With all the information circulating online right now about the novel coronavirus (2019-nCoV), it can be tough to know what's true and what isn't. Don't give in to the panic! Read on to get the facts. You can also visit the Centers for Disease Control and Prevention to learn more.
What exactly is the novel coronavirus?
The 2019 novel coronavirus (2019-nCoV) is a new virus that causes respiratory illness in people and can spread from person-to-person. This virus was first identified during an investigation into an outbreak in Wuhan, China.
What are its symptoms?
Patients with 2019-nCoV have reportedly had mild to severe respiratory illness with symptoms of:
- Shortness of breath
The CDC says at this time that it believes "symptoms of 2019-nCoV may appear in as few as two days or as long as 14 days after exposure. This is based on what has been seen previously as the incubation period of MERS viruses."

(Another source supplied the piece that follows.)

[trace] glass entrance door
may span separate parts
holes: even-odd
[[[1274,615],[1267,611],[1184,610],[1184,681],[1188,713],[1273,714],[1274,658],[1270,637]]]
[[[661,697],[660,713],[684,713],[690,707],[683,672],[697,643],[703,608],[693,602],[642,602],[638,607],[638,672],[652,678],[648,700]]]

How can I help protect myself?
There is currently no vaccine to protect against 2019-nCoV. The best way to prevent infection is to avoid being exposed to this virus. There are simple everyday preventive actions to help prevent the spread of respiratory viruses. These include:
- Avoid close contact with people who are sick.

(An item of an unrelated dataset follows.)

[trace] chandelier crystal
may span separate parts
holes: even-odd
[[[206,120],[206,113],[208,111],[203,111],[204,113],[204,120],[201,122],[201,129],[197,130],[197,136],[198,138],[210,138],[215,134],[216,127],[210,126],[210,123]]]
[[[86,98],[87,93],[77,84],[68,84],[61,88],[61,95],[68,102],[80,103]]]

- Avoid touching your eyes, nose, and mouth with unwashed hands.
- Wash your hands often with soap and water for at least 20 seconds. If soap and water are not available, use an alcohol-based hand sanitizer.
How does the novel coronavirus spread?
According to the CDC, this virus probably originally emerged from an animal source, but now seems to be spreading from person-to-person. The exact way the virus is spread is not fully known. With similar coronaviruses (MERS and SARS), person-to-person spread is thought to have happened mainly via respiratory droplets produced when an infected person coughs or sneezes, similar to how influenza and other viruses that cause respiratory illness spread.
There also may be some spread when a person touches a surface or object that has a virus on it and then touches his or her own mouth, nose, or possibly their eyes. The spread of SARS and MERS between people has generally occurred between close contacts. There is still much more to learn about 2019-nCoV and investigations are ongoing.
Is there a treatment?
There is no specific antiviral treatment for 2019-nCoV. People with 2019-nCov can seek medical care to help relieve symptoms.
Has anyone in the United States been infected? Am I at risk?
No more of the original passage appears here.